SINGLE-MOLECULE DETECTION OF RHODAMINE-6G IN ETHANOLIC SOLUTIONS USING CONTINUOUS WAVE LASER EXCITATION

The ultimate in analytical sensitivity is the ability to detect analytes on a single-molecule level. Laser-induced fluorescence (LIF) detection of single molecules in solution is hampered by specular, Rayleigh, and Raman scattering that contribute significantly to the background. In order to observe individual fluorescent molecules as they transit the laser beam in the presence of large backgrounds, it is necessary to detect a large number of photons per molecule. One method to increase the number of photons per event is to increase the residence time of the molecule in the laser beam. However, with long residence times, photostability sets an upper limit on the number of times the molecule can be cycled between the ground and first excited singlet state.
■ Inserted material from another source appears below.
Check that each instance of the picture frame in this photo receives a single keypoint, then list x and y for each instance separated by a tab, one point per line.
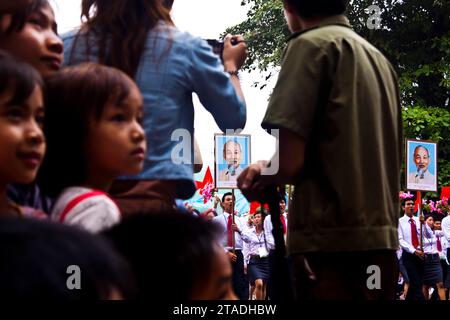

We have observed the passage of individual rhodamine 6G (R-6G) molecules in ethanol (EtOH). The use of EtOH as a solvent allows one to obtain nearly 2 orders of magnitude more photons per molecule than may be obtained in H2O. Observation of single molecular events of R-6G in EtOH is substantiated by autocorrelation analysis and from shifts in the histograms of the frequency of photoelectron counts. Results from Monte Carlo simulations also support our experimental results.